Friday 11 May 2018

Real Friend

Photo credit: HuffingtonPost.com

Kalian semua pasti familier dengan istilah "fake friends" kan? Fake friends atau temen palsu ini biasanya identik dengan "temen" yang dateng atau nyariin kita kalau lagi ada perlunya aja. Dan temen-temen semacam inilah yang berusaha kita hindari karena cuma bisa nyusahin dan bikin emosi. Tapi, apakah kita bener udah judge mereka sebagai "fake friends"?

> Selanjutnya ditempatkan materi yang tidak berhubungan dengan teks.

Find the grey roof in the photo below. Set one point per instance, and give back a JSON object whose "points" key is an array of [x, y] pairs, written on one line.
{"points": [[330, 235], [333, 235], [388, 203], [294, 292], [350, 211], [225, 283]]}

Pertama-tama, coba kita lihat ke akar permasalahannya dulu. Fake friends muncul karena kita (atau mereka) berusaha untuk menjalin hubungan pertemanan. Kenapa kita butuh temen? Karena kita makhluk sosial. Apa itu makhluk sosial? Makhluk yang hidup berkelompok, selalu berinteraksi dengan sesamanya, dan saling membutuhkan satu sama lain. Do you get the idea?

Sesungguhnya, pertemanan sendiri muncul karena adanya kebutuhan. Tetapi, ketika kita dan temen kita memiliki kebutuhan yang sama, maka kita melihatnya sebagai "real friends". Sementara jika kebutuhan itu berat sebelah, kita akan menganggap orang tersebut sebagai "fake friends". Coba kalian renungkan ilustrasi di bawah ini:

Nana adalah seorang mahasiswi sosialita dan populer. Dia terkenal memiliki banyak sekali teman, tapi ketika disinggung, dia selalu menjawab, "Ah, sebenernya real friends aku cuma dikit kok bisa dihitung pake jari. Sisanya sih fake semua, cuma muncul kalo butuh bantuan doang." Suatu hari, salah satu temennya yang kepo tanya, "Na, sebenernya lu nganggep gue real friends ato fake friends sih?" Nana ketawa sebentar terus menjawab, "Lu gila ya? Kalo lu aja gue anggep fake, terus siapa lagi yang real? Cuma lu yang selalu mau nemenin gue ngafe, shopping, bahkan pas gue nge-date pun lu tetep mau temenin. Lu juga selalu siap buat dengerin curhat gue, nenangin gue waktu sedih. Banyak lah jasa lu buat gue!" Dan temennya hanya bisa tersenyum sambil berpikir: kok kayanya dia yang fake ya?

Apakah definisi real friends kalian sama dengan Nana? Selama ini kita berpikiran bahwa real friends adalah temen yang selalu ada dan siap kapanpun buat kita. Tanpa disadari sesungguhnya yang kita tekankan di sini adalah bagaimana temen kita bisa membantu/memenuhi kebutuhan kita. Jadi sebenernya yang fake siapa?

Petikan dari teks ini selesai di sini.